Türk Sağlık Sen İstanbul 5 No’lu Şube Başkanı Murat Atalar, sendika tarafından, HYP tarama ve takip işlemleri nedeniyle aile sağlığı çalışanlarının maaşlarından yapılan kesintilerle ilgili Sağlık Bakanlığı’na başvuruda bulunulduğunu belirtti. Atalar şöyle konuştu:
*Sendikamız tarafından Sağlık Bakanlığı’na bir başvuru yaparak, aile sağlığı çalışanlarının kendilerinden kaynaklı olmayan HYP tarama ve takip işlemleri nedeniyle maaşlarında yaşanan düşüşlerin giderilmesi talep edilmiştir.
*Bu arkadaşlarımız kendileriyle hiç bir ilgisi bulunmayan bir işlem nedeniyle mağdur edilmektedirler. Bu konuda düzenleme yapılarak bu mağduriyetin bir an önce giderilmesi gerekmektedir.
ÇAKMAK: SAYIN SAĞLIK BAKANI BİZİ GÖRMÜYOR
*Sayın Sağlık Bakanı bizi görmüyor. Çünkü işine gelmiyor. Görmesi gerekenleri görüyor. Oturmuş orada 3-5 tane yandaşıyla, buradan götürdükleriyle oradan toparladıklarıyla, hayatında saha nedir bilmeyenlerle bir yönetmelik yapmış.
*Eğer bir ülkenin ekonomisi sadece trafik cezası, bizden gelen vergilerle devam ederse bizim 3 kuruşumuza da gözlerini dikerler.
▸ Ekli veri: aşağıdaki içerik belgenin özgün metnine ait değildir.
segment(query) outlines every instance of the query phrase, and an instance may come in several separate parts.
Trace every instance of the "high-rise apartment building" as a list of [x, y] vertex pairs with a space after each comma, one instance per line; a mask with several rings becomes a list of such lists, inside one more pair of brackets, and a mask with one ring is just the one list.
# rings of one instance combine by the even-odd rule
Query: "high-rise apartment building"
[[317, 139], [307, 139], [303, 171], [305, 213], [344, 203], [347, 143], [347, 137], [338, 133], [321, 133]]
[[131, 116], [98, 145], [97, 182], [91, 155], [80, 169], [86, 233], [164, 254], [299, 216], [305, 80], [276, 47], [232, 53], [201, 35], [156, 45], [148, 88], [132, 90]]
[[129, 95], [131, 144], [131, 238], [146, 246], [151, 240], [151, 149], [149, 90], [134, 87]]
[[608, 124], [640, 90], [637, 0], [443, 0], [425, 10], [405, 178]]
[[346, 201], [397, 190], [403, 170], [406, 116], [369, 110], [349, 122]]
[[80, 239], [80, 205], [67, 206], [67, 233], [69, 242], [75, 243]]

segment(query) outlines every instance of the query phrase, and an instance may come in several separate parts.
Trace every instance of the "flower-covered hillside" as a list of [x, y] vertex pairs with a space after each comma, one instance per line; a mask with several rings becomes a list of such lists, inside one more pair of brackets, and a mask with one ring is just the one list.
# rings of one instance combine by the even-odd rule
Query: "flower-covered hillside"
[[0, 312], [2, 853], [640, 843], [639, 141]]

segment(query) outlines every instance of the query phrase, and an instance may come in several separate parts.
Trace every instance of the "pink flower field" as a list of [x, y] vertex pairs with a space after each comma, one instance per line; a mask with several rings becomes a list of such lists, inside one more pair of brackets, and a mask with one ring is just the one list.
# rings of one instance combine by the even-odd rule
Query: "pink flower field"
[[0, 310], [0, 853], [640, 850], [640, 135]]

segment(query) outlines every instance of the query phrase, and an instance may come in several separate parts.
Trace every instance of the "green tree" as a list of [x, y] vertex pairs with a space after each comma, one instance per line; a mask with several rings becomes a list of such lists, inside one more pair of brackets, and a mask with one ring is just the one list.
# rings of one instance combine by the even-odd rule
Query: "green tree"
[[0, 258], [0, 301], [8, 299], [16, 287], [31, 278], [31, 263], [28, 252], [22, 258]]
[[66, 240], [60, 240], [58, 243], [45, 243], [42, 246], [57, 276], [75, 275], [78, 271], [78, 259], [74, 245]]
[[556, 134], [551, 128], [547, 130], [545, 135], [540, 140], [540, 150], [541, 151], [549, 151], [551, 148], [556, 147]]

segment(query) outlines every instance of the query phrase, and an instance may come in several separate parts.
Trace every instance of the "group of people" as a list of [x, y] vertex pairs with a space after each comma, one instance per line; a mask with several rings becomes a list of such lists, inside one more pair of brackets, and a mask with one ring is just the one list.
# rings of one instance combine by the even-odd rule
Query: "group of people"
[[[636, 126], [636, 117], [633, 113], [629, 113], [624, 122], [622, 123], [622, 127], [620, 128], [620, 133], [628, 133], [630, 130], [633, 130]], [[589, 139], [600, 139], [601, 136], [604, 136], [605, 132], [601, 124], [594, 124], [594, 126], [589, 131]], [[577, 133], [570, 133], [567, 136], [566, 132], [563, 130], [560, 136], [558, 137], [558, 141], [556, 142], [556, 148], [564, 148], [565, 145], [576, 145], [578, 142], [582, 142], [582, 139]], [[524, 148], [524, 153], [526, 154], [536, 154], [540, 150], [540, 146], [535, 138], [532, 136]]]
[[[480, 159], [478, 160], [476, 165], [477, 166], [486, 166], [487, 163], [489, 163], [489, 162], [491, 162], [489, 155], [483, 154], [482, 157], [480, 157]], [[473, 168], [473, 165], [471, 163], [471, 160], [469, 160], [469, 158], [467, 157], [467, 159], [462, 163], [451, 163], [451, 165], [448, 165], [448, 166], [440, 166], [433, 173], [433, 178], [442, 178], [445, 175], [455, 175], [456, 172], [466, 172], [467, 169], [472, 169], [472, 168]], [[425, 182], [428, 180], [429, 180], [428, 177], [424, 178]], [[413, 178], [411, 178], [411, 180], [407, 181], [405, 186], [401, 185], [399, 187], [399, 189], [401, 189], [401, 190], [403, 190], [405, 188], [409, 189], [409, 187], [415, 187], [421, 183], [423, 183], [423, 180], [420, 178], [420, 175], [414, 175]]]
Ebe-hemşire, Sağlık Bakanlığı’nın mevcudunun 3’te 2’si.
*Değil Bakan, Türkiye’de hiçbir bürokrat, hiçbir siyasetçi bunu göz ardı edemez. Bizi yok hükmünde sayamazsınız, sayamayacaksınız. Buna izin vermeyeceğiz.”
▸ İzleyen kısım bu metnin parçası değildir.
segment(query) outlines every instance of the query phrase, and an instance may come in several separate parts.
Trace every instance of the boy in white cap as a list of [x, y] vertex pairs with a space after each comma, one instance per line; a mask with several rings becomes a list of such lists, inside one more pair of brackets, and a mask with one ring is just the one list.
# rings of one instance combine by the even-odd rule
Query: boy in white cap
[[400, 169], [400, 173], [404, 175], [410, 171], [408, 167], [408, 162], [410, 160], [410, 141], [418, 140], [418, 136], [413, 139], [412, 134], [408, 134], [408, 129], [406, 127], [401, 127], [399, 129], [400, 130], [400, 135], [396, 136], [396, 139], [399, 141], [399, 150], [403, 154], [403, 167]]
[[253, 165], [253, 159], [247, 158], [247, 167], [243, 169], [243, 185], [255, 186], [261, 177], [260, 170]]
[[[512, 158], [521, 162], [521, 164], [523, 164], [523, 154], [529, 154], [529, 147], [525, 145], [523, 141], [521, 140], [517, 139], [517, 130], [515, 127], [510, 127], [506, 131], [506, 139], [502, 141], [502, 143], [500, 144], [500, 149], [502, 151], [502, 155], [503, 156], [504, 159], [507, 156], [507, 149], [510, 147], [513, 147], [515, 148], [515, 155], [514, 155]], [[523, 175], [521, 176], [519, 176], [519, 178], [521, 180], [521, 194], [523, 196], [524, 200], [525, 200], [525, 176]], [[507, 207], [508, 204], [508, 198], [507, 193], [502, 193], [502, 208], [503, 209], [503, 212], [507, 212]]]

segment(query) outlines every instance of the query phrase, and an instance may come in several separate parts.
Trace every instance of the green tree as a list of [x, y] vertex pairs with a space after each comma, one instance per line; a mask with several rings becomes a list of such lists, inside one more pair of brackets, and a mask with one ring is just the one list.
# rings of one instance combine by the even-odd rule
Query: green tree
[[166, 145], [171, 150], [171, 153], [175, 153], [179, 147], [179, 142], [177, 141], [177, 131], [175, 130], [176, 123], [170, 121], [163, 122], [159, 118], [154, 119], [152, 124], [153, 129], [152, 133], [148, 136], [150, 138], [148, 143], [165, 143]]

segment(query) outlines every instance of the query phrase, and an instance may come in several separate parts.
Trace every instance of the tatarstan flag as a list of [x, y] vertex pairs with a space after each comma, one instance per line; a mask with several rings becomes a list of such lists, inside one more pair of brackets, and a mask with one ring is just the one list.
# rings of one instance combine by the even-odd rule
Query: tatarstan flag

KOMSER: EN ÖNEMLİ SORUNUMUZ GÜVENLİK
Hemşireler ve Tüm Sağlık Profesyonelleri Sendikası (HEP-SEN) adına konuşma yapan Neslihan Komser ise aile sağlığı merkezi çalışanlarının karşı karşıya olduğu problemlerle ilgili açıklamada bulundu. Aile sağlığı merkezi çalışanlarının en büyük probleminin güvenlik konusunda olduğunu belirten Komser şu ifadeleri kullandı:
“Bugün burada aslında son çıkarılan yönetmelik üzerine yaşanan sorunları konuşmak için değil, yıllardır kronikleşmiş sorunların duyurulması adına bir aradayız. Öncelikle güvenlik sorunları var. En önemli sorunumuz bu. Onun dışında olumsuz şartlarda halka hizmet vermek zorunda bırakılıyoruz. Bunlarla da baş etmek adına bugün burada sesimizi yükseltiyoruz.”
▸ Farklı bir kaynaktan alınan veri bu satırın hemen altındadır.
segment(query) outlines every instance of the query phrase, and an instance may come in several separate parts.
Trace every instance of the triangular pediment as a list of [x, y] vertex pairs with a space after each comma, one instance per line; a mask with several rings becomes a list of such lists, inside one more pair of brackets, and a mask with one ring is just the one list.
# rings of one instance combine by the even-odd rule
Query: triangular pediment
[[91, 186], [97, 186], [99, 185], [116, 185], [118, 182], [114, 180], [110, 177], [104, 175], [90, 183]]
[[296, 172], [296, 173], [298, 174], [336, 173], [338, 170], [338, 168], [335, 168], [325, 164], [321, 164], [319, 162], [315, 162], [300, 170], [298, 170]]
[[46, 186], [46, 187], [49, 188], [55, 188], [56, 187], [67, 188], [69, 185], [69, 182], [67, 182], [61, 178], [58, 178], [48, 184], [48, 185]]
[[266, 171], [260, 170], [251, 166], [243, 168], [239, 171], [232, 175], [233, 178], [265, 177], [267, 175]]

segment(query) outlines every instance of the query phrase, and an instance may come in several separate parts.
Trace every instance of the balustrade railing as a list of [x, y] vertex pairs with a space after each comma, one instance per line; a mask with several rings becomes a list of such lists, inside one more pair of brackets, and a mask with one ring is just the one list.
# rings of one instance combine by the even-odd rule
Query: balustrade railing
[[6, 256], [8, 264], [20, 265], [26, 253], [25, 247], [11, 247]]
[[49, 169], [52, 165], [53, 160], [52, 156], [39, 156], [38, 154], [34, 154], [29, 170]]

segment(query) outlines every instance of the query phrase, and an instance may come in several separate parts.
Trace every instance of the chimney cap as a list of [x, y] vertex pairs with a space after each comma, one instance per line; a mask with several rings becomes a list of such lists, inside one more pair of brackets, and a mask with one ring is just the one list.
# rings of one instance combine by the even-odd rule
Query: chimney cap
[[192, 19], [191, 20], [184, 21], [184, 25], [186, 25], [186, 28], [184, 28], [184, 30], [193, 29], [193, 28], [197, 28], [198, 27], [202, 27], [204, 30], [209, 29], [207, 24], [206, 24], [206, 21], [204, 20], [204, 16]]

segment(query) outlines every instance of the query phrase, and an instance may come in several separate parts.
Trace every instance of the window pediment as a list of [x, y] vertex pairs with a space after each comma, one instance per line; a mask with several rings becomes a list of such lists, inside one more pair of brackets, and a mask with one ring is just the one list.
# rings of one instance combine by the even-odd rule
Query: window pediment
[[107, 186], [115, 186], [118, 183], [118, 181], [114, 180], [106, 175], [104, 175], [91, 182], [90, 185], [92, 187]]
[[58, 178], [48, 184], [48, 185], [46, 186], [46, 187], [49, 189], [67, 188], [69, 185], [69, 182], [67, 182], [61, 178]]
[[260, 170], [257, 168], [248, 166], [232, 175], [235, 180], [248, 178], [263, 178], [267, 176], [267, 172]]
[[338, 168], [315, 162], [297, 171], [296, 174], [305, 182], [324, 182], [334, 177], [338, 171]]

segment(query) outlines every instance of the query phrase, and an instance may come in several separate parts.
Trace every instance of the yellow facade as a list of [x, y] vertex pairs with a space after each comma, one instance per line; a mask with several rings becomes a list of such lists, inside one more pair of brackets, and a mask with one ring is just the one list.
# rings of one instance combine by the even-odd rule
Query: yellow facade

Hemşire Birgül Zeytun: Görülmemekten, üvey evlat gibi muamele görmekten çok yorulduk artık
Hemşire Birgül Zeytun, yaklaşık 15 senedir aile sağlığı merkezinde çalıştığını söyleyerek şöyle konuştu:
“Susturulmaya çalışıyoruz ama artık susmak istemiyoruz. Hak kaybımızı geri kazanmak istiyoruz. Görülmemekten, üvey evlat gibi muamele görmekten çok yorulduk artık. Pandemide, depremde her yere canı gönülden atılıyoruz. Cimer’e ben kendim dahi yazdım, aşı karşıtları vesaire. Ama geri bildirimler hep olumsuz. Artık bizi görün, duyun, biz de varız. Çok seviyorum işimi. Bana hep dediler ki, işini çok seversen yorulmuş sayılmazsın. Ama ben artık çok yoruldum.”